Les crêpes, poreuses et légères, sont desséchées, brisées et mises aussitôt dans de grandes bassines contenant trente cinq litres d’eau froide (eau seconde d’imbrio), où elles macèrent jusqu’à la troisième journée. Leur légèreté, qui leur permet de flotter, leur fait céder facilement à l’eau toutes les parties solubles.
 
  Dès le début de la troisième journée, on décante, ou plutôt on soutire cette macération par un procédé original. De petits cylindres de la moelle d’un Eriocaulon (ou d’un Scirpus) appelé Tam-San, longs de vingt-cinq centimètres, sont liés ensemble en paquet par une extrémité, trempés dans l’eau, et plongés ensuite par le bout attaché, dans le liquide où surnagent les crêpes. Les bouts libres de cette moelle, étalés en nappe, retombent en dehors du vase sous forme de gros vermicelles. Cette moelle agit par capillarité comme un véritable siphon, qui vide en une demi-heure la bassine de plus en plus inclinée. Le liquide achève de se filtrer en retombant sur des paniers recouverts de vingt-cinq ou trente feuilles d’un papier spécial non collé. Tous les résidus sont, cela va sans dire, utilisés. Puis, la liqueur filtrée est concentrée, d’abord dans une cuve rectangulaire, chauffée à la vapeur d’eau par un serpentin, plus tard dans de vastes bassines, à un feu très vif, amenant une évaporation rapide à gros bouillons, qu’il faut parfois calmer avec quelques gouttes d’eau froide. Cette rapidité d’action réduit au minimum le contact de l’air, qui donnerait naissance à des corps insolubles, comme il arrive pour tous les extraits. On amène la concentration à 26° 1/2  Baumé, en évitant de brûler et l’on obtient un sirop épais, d’un noir rougeâtre, coulant en nappe de la spatule ; c’est déjà du chandoo.

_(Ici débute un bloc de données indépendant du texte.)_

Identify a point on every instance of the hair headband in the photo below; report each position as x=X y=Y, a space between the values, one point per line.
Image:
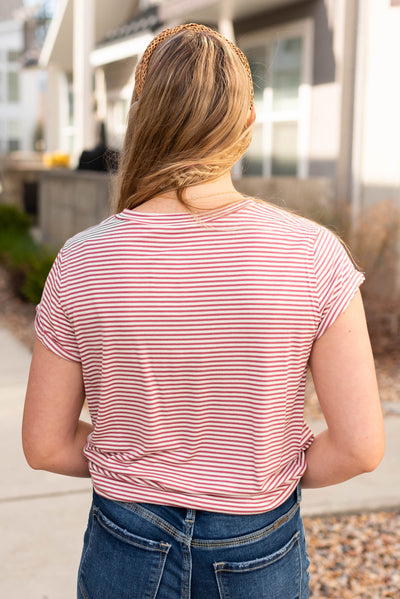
x=142 y=67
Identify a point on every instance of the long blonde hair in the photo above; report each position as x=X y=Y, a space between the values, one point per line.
x=187 y=121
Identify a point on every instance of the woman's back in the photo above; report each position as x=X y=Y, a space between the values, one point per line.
x=194 y=340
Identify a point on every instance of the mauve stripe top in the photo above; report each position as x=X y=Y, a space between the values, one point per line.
x=194 y=337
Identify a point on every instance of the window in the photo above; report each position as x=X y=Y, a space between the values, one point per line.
x=13 y=55
x=13 y=86
x=280 y=62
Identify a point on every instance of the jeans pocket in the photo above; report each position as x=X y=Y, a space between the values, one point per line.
x=119 y=564
x=275 y=576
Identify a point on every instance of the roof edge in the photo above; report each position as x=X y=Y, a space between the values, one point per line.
x=52 y=33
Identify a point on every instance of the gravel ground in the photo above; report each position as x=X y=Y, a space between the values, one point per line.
x=352 y=556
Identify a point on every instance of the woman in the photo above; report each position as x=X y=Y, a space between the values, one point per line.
x=188 y=320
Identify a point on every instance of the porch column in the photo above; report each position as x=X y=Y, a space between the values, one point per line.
x=83 y=44
x=56 y=110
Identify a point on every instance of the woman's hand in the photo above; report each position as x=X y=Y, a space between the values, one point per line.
x=343 y=371
x=53 y=437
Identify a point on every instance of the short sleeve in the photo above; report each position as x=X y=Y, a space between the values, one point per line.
x=52 y=324
x=337 y=279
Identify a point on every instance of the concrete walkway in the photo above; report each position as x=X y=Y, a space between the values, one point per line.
x=43 y=516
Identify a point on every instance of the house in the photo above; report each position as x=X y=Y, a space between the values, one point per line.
x=21 y=88
x=325 y=95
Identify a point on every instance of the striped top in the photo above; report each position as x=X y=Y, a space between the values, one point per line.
x=194 y=339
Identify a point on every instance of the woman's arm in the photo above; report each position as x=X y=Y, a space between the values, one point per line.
x=53 y=437
x=343 y=371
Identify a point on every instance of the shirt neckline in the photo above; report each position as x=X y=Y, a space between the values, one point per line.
x=128 y=214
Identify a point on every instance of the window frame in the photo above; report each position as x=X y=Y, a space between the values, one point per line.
x=303 y=28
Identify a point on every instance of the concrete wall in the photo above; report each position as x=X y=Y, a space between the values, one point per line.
x=71 y=201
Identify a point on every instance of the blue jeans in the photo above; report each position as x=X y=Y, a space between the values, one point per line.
x=146 y=551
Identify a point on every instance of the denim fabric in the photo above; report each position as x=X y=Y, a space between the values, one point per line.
x=146 y=551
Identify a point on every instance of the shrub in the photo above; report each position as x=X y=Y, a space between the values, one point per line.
x=27 y=262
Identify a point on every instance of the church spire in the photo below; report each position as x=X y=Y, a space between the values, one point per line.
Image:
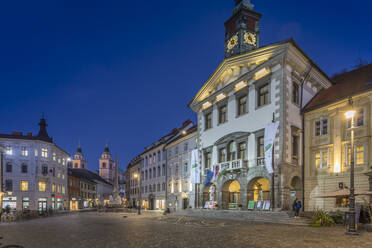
x=43 y=134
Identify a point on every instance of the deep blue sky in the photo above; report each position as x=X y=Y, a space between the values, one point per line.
x=125 y=70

      Est-ce donc fini ?  Pas encore ; il s’agit maintenant de battre ce sirop, soit à la main, avec des spatules en bois larges et légères, comme on le faisait jusqu’en 1897, soit avec les batteuses mécaniques aujourd’hui en usage. Ce battage hâte  et régularise le refroidissement, donne de l’homogénéité à la masse et y introduit de l’air qui augmente le volume, comme il arrive quand on bat des blancs d’œufs. Cette opération est d’importance capitale pour les Chinois : d’après eux, l’oxygène introduit développe l’arôme et la saveur, opinion d’ailleurs très discutée. Il semble bien que l’opium battu devienne réellement meilleur au bout de deux ou trois mois de conservation. Il est probable qu’on enferme dans la masse, avec l’oxygène, des germes amenant une véritable fermentation ; ces germes sont, en effet, visibles au microscope ; de plus, il se dégage des gaz, ce qui n’a pas lieu si l’on stérilise par la chaleur ; enfin l’odeur change et le bouquet se développe. Le battage est donc utile en favorisant l’action des microbes.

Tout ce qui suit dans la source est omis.